The musician Sharon Van Etten explains Williams's skill this way: "She can look back on her life and tell a story like it's not happening to her. She can see pain in places that other people or other writers may not want to go." Having once left an abusive relationship, Van Etten hears in Williams's lyrics the strength of a woman who refused to let darkness define or diminish her. "Anyone that's a survivor of any nature, really, connects with her music," says Van Etten, who is forty-two. In 2021, Williams covered Van Etten's song "Save Yourself," and the memory of it still brings the younger songwriter to tears. "She gave it all this wisdom that I can't yet."

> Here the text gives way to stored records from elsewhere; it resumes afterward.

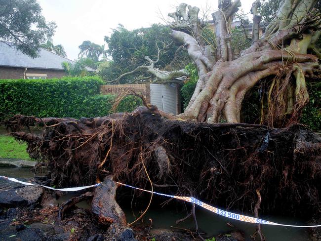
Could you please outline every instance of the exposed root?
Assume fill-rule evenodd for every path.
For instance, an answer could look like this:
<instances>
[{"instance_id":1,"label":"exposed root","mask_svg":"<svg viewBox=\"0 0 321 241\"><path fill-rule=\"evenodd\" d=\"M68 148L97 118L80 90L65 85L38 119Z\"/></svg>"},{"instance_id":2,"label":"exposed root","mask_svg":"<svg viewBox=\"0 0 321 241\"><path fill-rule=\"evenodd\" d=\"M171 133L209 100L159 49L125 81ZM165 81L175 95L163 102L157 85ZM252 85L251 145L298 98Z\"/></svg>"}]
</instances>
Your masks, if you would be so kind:
<instances>
[{"instance_id":1,"label":"exposed root","mask_svg":"<svg viewBox=\"0 0 321 241\"><path fill-rule=\"evenodd\" d=\"M87 192L83 194L81 194L80 196L75 197L64 202L60 205L58 209L57 222L60 222L62 220L64 216L64 214L68 209L70 209L78 202L80 202L80 201L84 200L90 199L93 197L93 195L92 193L90 192Z\"/></svg>"},{"instance_id":2,"label":"exposed root","mask_svg":"<svg viewBox=\"0 0 321 241\"><path fill-rule=\"evenodd\" d=\"M262 201L262 198L261 197L261 194L260 194L260 190L259 189L256 189L255 191L256 194L257 195L257 202L255 204L255 206L254 207L254 217L256 218L259 218L259 209L261 208L261 202ZM256 231L253 235L253 239L255 240L255 237L257 234L259 235L261 241L265 241L265 238L264 236L262 233L261 231L261 224L258 224L256 225Z\"/></svg>"},{"instance_id":3,"label":"exposed root","mask_svg":"<svg viewBox=\"0 0 321 241\"><path fill-rule=\"evenodd\" d=\"M188 122L138 110L96 119L101 125L93 128L91 122L66 120L41 135L13 135L28 142L31 155L43 159L57 186L92 184L97 175L103 180L112 174L123 183L145 188L152 183L165 193L192 193L244 213L257 202L252 190L262 187L262 214L307 216L319 206L321 138L302 126Z\"/></svg>"}]
</instances>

That wisdom has been hard-won. The success of Car Wheels on a Gravel Road vaulted the normally shy Williams into a new level of fame, one she didn't always feel equipped to handle. She was now playing for much bigger audiences and, suddenly, besotted strangers felt that they knew her. "One time, after a show in Minneapolis, this woman said, 'Did you have a difficult childhood?'" she says. A tired Lucinda nodded, thanked her, and walked backstage. At times, all she wanted to do was hide.


Instead, Williams leaned on her band, whom she considered her family, and came to understand that she didn't have to be so hard on herself. No one gifted her with talent; she earned it. After so many years of second-guessing, she "learned how to connect with audiences and got comfortable with it," Steve Earle says. "She slowly but surely realized that it was out there, that those folks were out there, and they were going to let her just be the way that she is."